Тут бормотанье, тут клекот, тут доктор, курносый, как сама смерть, тут страж в балахоне, курящий серной курильней, тут шлепанье туфель. Тут ни война, ни мир, ни болезнь, ни здоровье. Тут карантин.

Тут Александр Сергеевич разбил на три дня палатку.

Александр Сергеевич приказывает Сашке разгрузить все, что осталось, — вино и припасы.

Начинается карантинный пир.

Александр Сергеевич все похаживает по палатке, все усаживает людей за голый стол.

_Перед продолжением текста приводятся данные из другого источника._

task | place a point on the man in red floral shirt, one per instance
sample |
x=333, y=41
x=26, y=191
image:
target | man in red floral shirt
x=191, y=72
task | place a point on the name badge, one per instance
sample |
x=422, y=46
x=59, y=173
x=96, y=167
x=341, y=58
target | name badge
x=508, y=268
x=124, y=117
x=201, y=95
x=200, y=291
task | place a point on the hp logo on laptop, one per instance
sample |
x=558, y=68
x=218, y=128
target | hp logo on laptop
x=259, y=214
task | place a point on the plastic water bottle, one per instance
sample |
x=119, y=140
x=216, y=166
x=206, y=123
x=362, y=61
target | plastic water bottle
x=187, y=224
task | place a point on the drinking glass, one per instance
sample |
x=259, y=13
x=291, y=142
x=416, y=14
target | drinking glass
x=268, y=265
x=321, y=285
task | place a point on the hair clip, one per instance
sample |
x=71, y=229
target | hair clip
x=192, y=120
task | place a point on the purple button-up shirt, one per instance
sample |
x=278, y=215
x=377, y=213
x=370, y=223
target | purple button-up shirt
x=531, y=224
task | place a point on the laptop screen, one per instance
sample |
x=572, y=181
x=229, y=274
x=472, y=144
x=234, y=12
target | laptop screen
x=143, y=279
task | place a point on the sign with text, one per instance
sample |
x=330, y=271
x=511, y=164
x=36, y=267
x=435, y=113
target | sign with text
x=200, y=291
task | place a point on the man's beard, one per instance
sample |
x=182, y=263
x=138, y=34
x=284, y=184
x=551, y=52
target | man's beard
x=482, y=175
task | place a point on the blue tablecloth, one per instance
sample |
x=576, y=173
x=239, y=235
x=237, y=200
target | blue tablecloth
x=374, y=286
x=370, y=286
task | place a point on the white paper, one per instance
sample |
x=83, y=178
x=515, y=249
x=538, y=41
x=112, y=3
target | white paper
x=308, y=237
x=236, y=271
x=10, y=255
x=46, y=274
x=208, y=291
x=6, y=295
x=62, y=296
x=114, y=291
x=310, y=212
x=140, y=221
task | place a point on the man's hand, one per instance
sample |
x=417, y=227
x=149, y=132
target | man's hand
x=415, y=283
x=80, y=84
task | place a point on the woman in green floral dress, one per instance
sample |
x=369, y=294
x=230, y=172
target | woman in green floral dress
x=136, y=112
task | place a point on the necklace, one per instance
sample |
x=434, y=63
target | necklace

Люди пьют и едят, пьют здоровье Александра Сергеевича.

Только чумной ветер мог свести их, только Александр Сергеевич мог усадить их рядом.

Полковника Эспехо, дравшегося за испанского Фердинанда, он усадил рядом с унтер-офицером Квартано, который, будучи полковником русской службы, дрался против Фердинанда и был за то, по возвращении в Россию, разжалован.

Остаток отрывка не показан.